I use ‘h’ as the name of the first level index indicating the hour when the data appearred, and 'min' as the second level indicating the minute. When I want to get the mean value of the data during 10:03 to 10:15 or a time duration even longer, I could not find a proper representation to slice data. The code always comes out with SyntaxError: invalid syntax.

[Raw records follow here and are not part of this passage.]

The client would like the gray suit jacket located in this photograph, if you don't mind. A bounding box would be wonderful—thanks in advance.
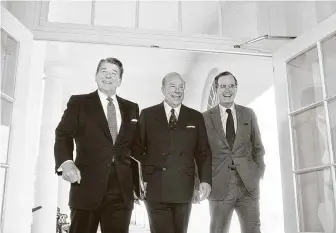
[203,104,265,200]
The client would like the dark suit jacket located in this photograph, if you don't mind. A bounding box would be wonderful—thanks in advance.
[54,91,139,210]
[204,104,265,200]
[135,103,211,203]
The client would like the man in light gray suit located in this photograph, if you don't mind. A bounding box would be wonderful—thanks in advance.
[204,71,265,233]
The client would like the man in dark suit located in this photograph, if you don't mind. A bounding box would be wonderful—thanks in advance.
[135,73,211,233]
[204,71,265,233]
[54,58,139,233]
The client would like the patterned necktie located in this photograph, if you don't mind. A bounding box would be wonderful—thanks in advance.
[169,108,177,130]
[107,97,118,144]
[226,109,236,149]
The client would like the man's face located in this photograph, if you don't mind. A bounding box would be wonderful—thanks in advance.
[217,75,237,104]
[161,75,184,108]
[96,62,121,95]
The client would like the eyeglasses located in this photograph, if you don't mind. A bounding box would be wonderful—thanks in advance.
[219,84,237,89]
[99,70,118,77]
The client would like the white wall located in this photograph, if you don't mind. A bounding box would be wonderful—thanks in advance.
[1,8,45,233]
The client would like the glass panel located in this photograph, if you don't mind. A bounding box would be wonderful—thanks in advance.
[139,1,179,31]
[292,106,330,169]
[1,29,19,98]
[181,1,220,35]
[48,0,92,24]
[0,98,13,163]
[0,168,7,220]
[296,168,336,233]
[322,35,336,97]
[328,99,336,163]
[94,1,136,28]
[287,47,323,111]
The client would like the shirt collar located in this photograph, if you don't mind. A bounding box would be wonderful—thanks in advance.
[98,89,117,103]
[219,103,236,114]
[163,101,181,117]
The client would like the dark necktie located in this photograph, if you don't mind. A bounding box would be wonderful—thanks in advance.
[226,109,236,149]
[169,108,177,130]
[107,97,118,144]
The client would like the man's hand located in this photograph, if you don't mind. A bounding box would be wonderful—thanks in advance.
[192,189,200,204]
[133,191,140,205]
[199,182,211,201]
[61,161,81,184]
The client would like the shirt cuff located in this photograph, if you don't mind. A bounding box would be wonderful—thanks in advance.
[57,160,73,172]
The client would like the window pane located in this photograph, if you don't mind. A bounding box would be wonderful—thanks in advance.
[287,47,322,110]
[1,29,19,98]
[0,98,13,163]
[94,1,136,28]
[139,1,179,31]
[292,106,330,169]
[296,168,336,232]
[322,35,336,96]
[48,0,92,24]
[328,100,336,163]
[181,1,220,35]
[0,168,7,218]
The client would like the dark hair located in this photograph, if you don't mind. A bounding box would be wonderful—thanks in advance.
[215,71,238,88]
[96,57,124,78]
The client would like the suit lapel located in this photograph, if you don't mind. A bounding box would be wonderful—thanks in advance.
[210,105,230,147]
[89,91,112,141]
[233,104,245,148]
[177,105,188,130]
[155,102,169,132]
[114,96,127,144]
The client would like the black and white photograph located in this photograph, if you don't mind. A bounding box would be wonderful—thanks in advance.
[0,0,336,233]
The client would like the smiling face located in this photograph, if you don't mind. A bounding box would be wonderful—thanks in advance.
[161,73,185,108]
[217,75,237,108]
[96,62,121,96]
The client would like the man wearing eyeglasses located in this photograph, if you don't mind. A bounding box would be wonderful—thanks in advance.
[137,72,211,233]
[204,71,265,233]
[54,58,139,233]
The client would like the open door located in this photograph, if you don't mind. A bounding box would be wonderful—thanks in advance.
[273,15,336,233]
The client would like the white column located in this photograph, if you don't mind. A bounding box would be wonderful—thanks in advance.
[32,67,62,233]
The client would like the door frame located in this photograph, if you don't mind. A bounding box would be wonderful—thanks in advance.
[0,5,44,233]
[273,14,336,233]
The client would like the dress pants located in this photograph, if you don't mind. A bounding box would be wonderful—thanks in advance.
[69,165,132,233]
[209,170,260,233]
[145,201,191,233]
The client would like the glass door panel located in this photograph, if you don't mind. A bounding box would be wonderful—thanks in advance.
[287,47,322,111]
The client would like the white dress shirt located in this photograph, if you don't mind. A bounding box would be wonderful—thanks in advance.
[219,104,237,133]
[98,90,121,132]
[163,101,181,123]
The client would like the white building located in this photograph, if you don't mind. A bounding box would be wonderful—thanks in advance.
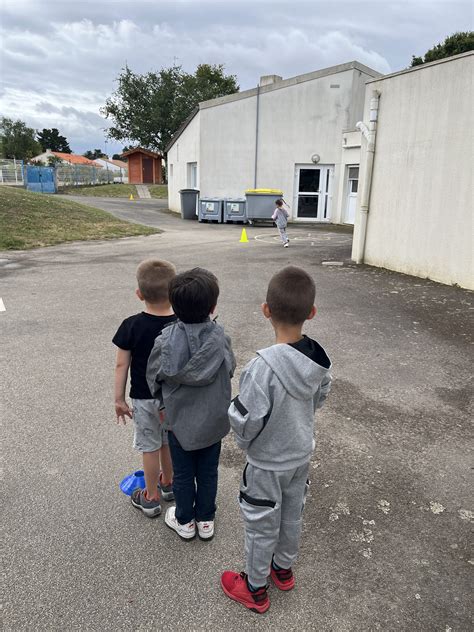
[167,61,381,223]
[352,52,474,289]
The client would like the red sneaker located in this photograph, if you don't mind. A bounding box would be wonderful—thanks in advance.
[221,571,270,614]
[270,564,295,590]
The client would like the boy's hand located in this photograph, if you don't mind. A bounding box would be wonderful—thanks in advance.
[115,399,133,426]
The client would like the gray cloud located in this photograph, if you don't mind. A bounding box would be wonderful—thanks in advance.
[0,0,471,152]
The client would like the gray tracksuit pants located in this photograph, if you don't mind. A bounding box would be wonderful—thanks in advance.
[278,226,290,244]
[239,462,309,586]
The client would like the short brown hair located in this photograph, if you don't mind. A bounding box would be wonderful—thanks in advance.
[267,266,316,325]
[170,268,219,323]
[137,259,176,303]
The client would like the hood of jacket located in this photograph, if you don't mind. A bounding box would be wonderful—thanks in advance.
[257,339,331,399]
[161,320,230,386]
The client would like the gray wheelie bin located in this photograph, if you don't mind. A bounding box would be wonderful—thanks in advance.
[199,198,222,224]
[224,198,247,224]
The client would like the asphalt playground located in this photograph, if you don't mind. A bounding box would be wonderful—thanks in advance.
[0,197,474,632]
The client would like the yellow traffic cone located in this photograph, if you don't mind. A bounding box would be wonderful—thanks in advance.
[239,228,248,244]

The dataframe is as followed and naming as 'means':

               L = 0.96m    L = 1.46m
h   min     
10  3   -0.116562   -0.110844
        4   -0.113849   -0.134462
        5   -0.140548   -0.132054
        6   -0.139505   -0.134903
        7   -0.124237   -0.116645
        8   -0.119559   -0.120527
        9   -0.136731   -0.159849
        10  -0.124228   -0.118011
        11  -0.137301   -0.124688
        12  -0.166075   -0.137226
        13  -0.124688   -0.126409
        14  -0.129269   -0.126247
        15  -0.104269   -0.126129
        16  -0.132237   -0.135247
        17  -0.124815   -0.148978
        18  -0.110742   -0.116591
        19  -0.124419   -0.124731
        20  -0.117151   -0.135806
        21  -0.135688   -0.124796
        22  -0.130656   -0.121968
        23  -0.142452   -0.141645
        24  -0.112304   -0.121370
        25  -0.115796   -0.134624
        26  -0.126860   -0.122817
        27  -0.120161   -0.115043
        28  -0.117656   -0.107355
        29  -0.127645   -0.138753
        30  -0.135054   -0.120380
        31  -0.142022   -0.110409
        32  -0.132978   -0.115677
        ...

The code I use now is:

means.loc(axis=0)[10,[3,  4,  5,  6,  7,  8,  9, 10, 11, 12, 13, 14, 15]]

It works.

                L = 0.96m   L = 1.46m
h   min     
10  3   -0.116562   -0.110844
        4   -0.113849   -0.134462
        5   -0.140548   -0.132054
        6   -0.139505   -0.134903
        7   -0.124237   -0.116645
        8   -0.119559   -0.120527
        9   -0.136731   -0.159849
        10  -0.124228   -0.118011
        11  -0.137301   -0.124688
        12  -0.166075   -0.137226
        13  -0.124688   -0.126409
        14  -0.129269   -0.126247
        15  -0.104269   -0.126129

BUT when I use the following code for convenience:

means.loc(axis=0)[10,[3:14]]

It comes out with syntaxerror:invalid syntax. So is there any another convenient way as silcing a range of values in pandas, instead of listing all the needed indexers? In the case like getting values in the duration from 10:03 to 10:59, it would be difficult for me to list all needed indexers in the 'min' level.


Solution

  • To fix your immediate error, try:

    means.loc(axis=0)[10, slice(3, 14)]
    

    On a more general level, it might be easier to use a single-level DatetimeIndex instead of a MultiIndex, as that would allow you to use pandas' datetime indexing and slicing features.